Questo avviene per esempio nel grande "Tavolo" d'acciaio (230 x 250) con la sua forma sconvolta e ribaltata, schiacciata e deformata in più punti, come se fosse stata piegata dalla forza del vento, sbalzata fuori dal suo luogo originario per occupare altri punti dello spazio.

E' una scultura, questa del grande tavolo, che porta con sé l'eco dell'impatto fisico, il suono della lacerazione che si ripercuote sulla superficie, lo schianto del materiale che mantiene la sicurezza dei suoi movimenti anche se la forma iniziale è stata distorta, incurvata, ferita da una rientranza che determina una tridimensionalità più accentuata.

La qualità fisica di questo incontro-scontro con l'acciaio consente a Borghi di lavorare con maggiore libertà spaziale accentuando quelli che sono i caratteri persistenti della sua ricerca, vale a dire la durezza dei contorni, la determinazione dei tagli e delle saldature legate al dinamismo del gesto, nonché l'attenzione verso il colore-luce che nasce dalla scelta stessa dei materiali.

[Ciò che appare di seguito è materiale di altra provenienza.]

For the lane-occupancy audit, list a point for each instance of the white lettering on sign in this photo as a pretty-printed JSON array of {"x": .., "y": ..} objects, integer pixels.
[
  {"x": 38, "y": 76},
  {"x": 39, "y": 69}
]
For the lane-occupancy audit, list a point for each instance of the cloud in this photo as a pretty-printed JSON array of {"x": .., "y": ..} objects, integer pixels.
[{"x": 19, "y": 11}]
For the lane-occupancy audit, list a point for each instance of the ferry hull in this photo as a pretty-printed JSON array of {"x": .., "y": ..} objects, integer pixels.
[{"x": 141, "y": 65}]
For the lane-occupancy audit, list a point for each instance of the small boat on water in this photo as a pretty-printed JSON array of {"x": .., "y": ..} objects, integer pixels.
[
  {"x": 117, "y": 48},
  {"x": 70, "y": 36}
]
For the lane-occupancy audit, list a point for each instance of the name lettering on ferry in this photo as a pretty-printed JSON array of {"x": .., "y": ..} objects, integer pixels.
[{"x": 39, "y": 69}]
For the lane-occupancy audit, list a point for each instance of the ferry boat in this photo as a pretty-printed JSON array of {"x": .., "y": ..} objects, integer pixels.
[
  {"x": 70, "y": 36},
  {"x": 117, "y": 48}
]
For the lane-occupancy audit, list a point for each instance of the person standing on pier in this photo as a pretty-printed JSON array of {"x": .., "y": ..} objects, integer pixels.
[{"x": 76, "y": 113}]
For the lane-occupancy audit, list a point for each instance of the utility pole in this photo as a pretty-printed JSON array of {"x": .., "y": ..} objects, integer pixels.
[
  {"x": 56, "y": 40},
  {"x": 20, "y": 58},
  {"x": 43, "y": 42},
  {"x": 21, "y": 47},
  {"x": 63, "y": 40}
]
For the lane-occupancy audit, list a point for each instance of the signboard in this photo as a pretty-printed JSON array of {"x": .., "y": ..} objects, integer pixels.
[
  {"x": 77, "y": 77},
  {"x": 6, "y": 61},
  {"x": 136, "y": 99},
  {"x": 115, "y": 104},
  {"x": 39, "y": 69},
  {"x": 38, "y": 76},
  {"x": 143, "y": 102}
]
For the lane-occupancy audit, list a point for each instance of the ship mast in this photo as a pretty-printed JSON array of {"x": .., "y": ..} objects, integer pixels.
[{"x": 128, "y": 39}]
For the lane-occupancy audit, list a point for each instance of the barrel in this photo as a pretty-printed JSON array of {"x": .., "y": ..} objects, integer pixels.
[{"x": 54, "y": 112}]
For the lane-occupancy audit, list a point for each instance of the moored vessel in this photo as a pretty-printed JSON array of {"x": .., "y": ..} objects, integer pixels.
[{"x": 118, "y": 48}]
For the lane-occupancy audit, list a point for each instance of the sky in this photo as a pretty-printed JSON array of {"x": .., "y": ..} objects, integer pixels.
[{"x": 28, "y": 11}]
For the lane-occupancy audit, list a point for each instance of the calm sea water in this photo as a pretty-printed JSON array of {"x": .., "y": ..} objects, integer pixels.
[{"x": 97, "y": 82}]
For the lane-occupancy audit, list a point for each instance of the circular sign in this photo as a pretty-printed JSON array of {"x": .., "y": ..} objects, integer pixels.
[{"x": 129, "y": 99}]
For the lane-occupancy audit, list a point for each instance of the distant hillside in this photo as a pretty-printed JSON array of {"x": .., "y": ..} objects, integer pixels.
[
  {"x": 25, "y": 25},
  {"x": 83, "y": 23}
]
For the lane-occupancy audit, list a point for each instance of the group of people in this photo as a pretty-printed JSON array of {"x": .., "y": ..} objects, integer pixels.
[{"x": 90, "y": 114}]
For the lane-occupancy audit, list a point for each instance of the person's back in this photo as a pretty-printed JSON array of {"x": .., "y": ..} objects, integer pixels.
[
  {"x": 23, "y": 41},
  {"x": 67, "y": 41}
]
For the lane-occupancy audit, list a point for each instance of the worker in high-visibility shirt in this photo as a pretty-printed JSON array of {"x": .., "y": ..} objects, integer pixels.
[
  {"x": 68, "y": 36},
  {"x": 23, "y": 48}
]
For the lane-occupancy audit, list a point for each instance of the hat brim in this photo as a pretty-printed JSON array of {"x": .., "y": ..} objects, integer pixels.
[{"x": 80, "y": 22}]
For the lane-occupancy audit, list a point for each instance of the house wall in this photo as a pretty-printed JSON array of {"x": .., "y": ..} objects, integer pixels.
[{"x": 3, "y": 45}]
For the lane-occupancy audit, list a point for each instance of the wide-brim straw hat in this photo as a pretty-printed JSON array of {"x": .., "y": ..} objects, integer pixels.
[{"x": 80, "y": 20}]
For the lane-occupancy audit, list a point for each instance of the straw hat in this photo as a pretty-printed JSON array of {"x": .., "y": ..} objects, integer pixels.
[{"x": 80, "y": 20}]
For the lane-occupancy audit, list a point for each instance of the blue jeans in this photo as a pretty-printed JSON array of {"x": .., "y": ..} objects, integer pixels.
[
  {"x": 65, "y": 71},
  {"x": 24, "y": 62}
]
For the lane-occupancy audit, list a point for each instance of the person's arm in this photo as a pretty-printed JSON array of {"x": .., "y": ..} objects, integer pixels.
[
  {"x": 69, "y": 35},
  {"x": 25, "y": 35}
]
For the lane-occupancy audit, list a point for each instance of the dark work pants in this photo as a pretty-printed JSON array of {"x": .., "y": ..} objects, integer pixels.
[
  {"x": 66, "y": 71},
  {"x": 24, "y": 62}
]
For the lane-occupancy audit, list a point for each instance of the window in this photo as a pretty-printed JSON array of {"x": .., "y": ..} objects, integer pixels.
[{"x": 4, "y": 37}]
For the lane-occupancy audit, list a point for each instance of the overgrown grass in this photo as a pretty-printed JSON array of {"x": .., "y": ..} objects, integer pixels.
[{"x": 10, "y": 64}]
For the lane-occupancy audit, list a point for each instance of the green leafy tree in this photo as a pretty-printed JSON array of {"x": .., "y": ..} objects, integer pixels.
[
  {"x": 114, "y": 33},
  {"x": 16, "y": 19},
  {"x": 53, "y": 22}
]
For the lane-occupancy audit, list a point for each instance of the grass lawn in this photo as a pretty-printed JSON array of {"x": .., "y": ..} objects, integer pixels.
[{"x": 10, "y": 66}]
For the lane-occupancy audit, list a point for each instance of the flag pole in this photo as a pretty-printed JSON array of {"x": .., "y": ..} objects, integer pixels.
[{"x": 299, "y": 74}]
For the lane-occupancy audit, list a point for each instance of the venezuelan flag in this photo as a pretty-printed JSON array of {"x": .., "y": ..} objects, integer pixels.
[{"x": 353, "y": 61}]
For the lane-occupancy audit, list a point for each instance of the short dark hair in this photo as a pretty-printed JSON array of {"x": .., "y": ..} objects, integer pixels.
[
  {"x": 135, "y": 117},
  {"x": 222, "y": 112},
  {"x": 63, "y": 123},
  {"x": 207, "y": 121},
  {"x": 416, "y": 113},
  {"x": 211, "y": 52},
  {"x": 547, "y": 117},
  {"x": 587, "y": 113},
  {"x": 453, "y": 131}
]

E', infatti, proprio l'atto di ricongiungere superficie a superficie, pezzo a pezzo, che garantisce allo scultore ampi margini di manovra durante l'esecuzione dell'opera, così che la modellazione del metallo assume inattese soluzioni plastiche, esiti e valori tattili non prevedibili: rilievi, spessori, sporgenze ed incavi che trasgrediscono e arricchiscono il pensiero della scultura. Questo avviene perché il lavoro dell'artista, pur partendo da un disegno o da un bozzetto, non ha mai precisi orientamenti ma si modifica volta per volta, adeguandosi alle esigenze dello spazio. alle situazioni che si determinano intorno al corpo dell'opera, essendo importante anche ciò che ne supera i confini stabiliti. Sicché la scultura sembra muoversi, acquista rilievo e profondità, avvolge lo spazio e ne viene catturata, lega a se flussi di luce, oscurità e riflessi che il metallo determina nella mobilità della superficie.

Non può far altro, lo scultore, che assecondare gli scatti del materiale, le mosse attraverso le quali l'immagine si svincola da qualunque modello progettato per determinare la propria spazialità, il respiro della sua azione.

Borghi ha saputo - in questi anni di silenziosa maturazione - ascoltare la voce del materiale, accogliere i suggerimenti che ogni attimo di scultura propone come energia interna, non legata a progettazioni astratte, ma aderente all'espandersi e al contrarsi di una superficie, alle diverse implicazioni della luce, all'esigenza del colore di essere elemento non occasionale ma rafforzamento degli attributi della materia.

Con atteggiamento umile l'artista ha saputo impadronirsi di ciò che le prime sculture degli anni novanta non ancora avevano saputo sviluppare, prese come erano dal problema di rappresentare alberi, nuvole e cieli, vale a dire l'elogio del paesaggio come nucleo e frammento in lotta con se stesso.

In queste ultime prove - a cui il senso di questa mostra guarda come al proprio orizzonte futuro - la ricerca di Borghi si esibisce come volontà di nuove risonanze plastiche, di tensioni che rimbalzano altrove, nello spazio dominato da forme anomale, irregolari, mutevoli.

Sono forme - queste - che rimandano al mito dell'energia, al vero fulcro di ogni opera che non voglia immobilizzare il proprio desiderio plastico in una soluzione rassicurante ma desideri portarlo oltre il perimetro, trasformarlo sempre in azione: ai limiti del paesaggio possibile.